Dir: Gerald Thomas
Star: Bernard Cribbins, Juliet Mills, Kenneth Williams, Charles Hawtrey
Like Cabby, this wasn’t planned as a Carry On; the original title was Up the Armada, until the censor objected! It isn’t very highly-regarded among fans, maybe because, outside Williams and Hawtrey, no regulars showed up for the series’s first jaunt into period drama (Liz Fraser was slated for the role played by Mills). The star is Albert Poop-Decker (Cribbins), a new midshipman who finds his identity stolen by Sally (Mills), on a quest to find her lover. However, both end up on HMS Venus, under the command of Capt. Fearless (Williams), whose name could not be less appropriate. Through a series of misadventures, they are all cast adrift and stuck in Spain, but as usual, everything ends up for the best, albeit with the count of limbs reduced by one…

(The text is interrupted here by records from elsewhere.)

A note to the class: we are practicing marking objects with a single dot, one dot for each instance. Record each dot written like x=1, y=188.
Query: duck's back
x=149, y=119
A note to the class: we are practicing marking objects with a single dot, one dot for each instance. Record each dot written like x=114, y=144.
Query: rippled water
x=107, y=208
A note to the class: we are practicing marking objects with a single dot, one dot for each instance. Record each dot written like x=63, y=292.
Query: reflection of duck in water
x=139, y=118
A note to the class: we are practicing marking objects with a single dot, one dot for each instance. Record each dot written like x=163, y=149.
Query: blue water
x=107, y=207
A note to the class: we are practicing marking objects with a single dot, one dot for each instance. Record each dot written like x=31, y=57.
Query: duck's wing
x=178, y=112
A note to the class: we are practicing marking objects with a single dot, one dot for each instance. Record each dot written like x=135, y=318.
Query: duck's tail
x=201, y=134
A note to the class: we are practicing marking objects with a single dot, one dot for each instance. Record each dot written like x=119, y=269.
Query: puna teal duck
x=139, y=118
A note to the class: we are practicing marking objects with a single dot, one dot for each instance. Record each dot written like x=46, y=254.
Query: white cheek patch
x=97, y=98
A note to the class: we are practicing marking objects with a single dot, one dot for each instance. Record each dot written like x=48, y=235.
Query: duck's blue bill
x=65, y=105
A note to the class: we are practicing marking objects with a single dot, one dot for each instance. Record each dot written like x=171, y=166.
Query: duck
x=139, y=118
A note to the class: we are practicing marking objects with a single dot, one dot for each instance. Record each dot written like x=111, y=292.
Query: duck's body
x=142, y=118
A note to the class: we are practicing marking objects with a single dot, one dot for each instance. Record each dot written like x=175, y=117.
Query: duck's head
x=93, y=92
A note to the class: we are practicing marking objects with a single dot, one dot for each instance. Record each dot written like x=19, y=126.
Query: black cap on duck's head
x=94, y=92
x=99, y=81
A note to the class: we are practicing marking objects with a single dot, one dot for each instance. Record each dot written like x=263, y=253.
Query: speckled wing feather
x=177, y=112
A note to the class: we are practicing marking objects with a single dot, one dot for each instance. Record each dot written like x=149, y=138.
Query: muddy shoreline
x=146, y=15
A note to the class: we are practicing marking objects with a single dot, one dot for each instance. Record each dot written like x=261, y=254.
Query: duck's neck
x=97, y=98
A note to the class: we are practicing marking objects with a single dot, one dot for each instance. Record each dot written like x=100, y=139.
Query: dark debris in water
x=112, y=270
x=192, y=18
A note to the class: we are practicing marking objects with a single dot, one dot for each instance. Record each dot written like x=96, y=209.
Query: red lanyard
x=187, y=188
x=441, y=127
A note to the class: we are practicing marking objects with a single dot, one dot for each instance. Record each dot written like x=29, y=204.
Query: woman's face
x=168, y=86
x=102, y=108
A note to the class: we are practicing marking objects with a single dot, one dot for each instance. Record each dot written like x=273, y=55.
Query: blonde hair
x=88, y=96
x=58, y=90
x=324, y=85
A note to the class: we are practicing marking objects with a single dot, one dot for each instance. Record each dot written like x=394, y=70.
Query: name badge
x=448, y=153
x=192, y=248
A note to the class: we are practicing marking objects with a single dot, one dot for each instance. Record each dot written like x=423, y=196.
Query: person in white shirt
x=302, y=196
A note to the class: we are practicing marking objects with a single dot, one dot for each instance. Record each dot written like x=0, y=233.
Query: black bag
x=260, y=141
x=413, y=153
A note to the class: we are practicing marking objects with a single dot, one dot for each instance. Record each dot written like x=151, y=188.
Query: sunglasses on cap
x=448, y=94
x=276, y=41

Despite low opinions elsewhere, I liked it: for perhaps the first time, Williams gets the kind of upper-class twit role he was born to play, and takes full advantage. The finest moment is the fabulous face he pulls in the lifeboat, after realising the implications of the following: “Now, now: calm down! No hysteria! Try not to think that we’re all alone…on a shark-infested ocean…with nothing to eat…two or three hundred miles from land…and right off the shipping lanes.” Brilliant. Cribbins is equally good, a very sympathetic hero, and while Mills really isn’t fooling anyone dressed as a man, that isn’t the point. Donald Houston also deserves praise as the sadistic first officer, to whom both Fearless and Poop-Decker are devils incarnate. Overall, there are less “jokes” to be found here, but more amusing situations, and I found the overall effect to be solidly entertaining.